Sunday, December 05, 2004

This is an utterly fascinating story from the Jerusalem Post - B'Tselem and the IDF: Unlikely partners - the Israeli army has been hosting lectures by the Israeli human rights group B'Tselem, which relentlessly criticizes the army.

Publicly, the army has long followed a practice of either responding to some of B'Tselem's flow of allegations with a robust defense of its actions, or choosing to ignore them. Privately, and remarkably, however, it has gradually been exposing more and more of its soldiers directly to their B'Tselem critics.

B'Tselem staff have been delivering lectures to the IDF, at the Military Educational Academy at Har Gilo, south of Jerusalem, on a sporadic basis since the mid 1990s. But over the past two years, precisely as B'Tselem's critiques of the army have reached new heights, the frequency of such lectures has increased dramatically.

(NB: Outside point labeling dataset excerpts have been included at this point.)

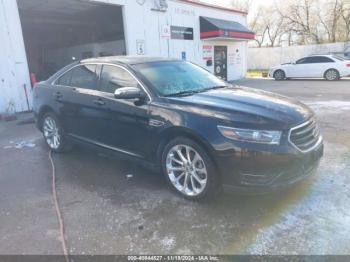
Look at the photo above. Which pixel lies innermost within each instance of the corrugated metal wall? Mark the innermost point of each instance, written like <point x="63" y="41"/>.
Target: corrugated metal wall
<point x="14" y="74"/>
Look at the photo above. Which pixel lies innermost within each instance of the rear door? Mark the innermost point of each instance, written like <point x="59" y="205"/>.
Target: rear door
<point x="81" y="111"/>
<point x="321" y="65"/>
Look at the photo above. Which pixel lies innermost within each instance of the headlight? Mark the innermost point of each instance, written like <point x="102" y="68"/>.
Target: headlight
<point x="250" y="135"/>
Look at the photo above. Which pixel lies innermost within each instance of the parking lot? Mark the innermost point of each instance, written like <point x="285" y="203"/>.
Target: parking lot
<point x="111" y="206"/>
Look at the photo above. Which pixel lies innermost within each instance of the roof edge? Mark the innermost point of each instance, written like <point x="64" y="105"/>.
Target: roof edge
<point x="215" y="7"/>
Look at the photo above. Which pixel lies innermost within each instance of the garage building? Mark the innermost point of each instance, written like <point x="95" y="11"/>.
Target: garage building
<point x="38" y="37"/>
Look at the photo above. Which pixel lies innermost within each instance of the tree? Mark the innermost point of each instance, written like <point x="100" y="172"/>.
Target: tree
<point x="330" y="16"/>
<point x="345" y="21"/>
<point x="259" y="27"/>
<point x="302" y="18"/>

In close coordination with senior officers from the IDF's Educational Corps, B'Tselem staffers now lecture at least two or three times a month to a broad spectrum of IDF soldiers including Border Police, the officers who staff the District Coordination offices handling entry permits for Palestinian civilians, officers training for the Educational Corps, and members of a new checkpoint unit.


Would that the U.S. army was sponsoring similar lectures by Amnesty International and the International Red Cross!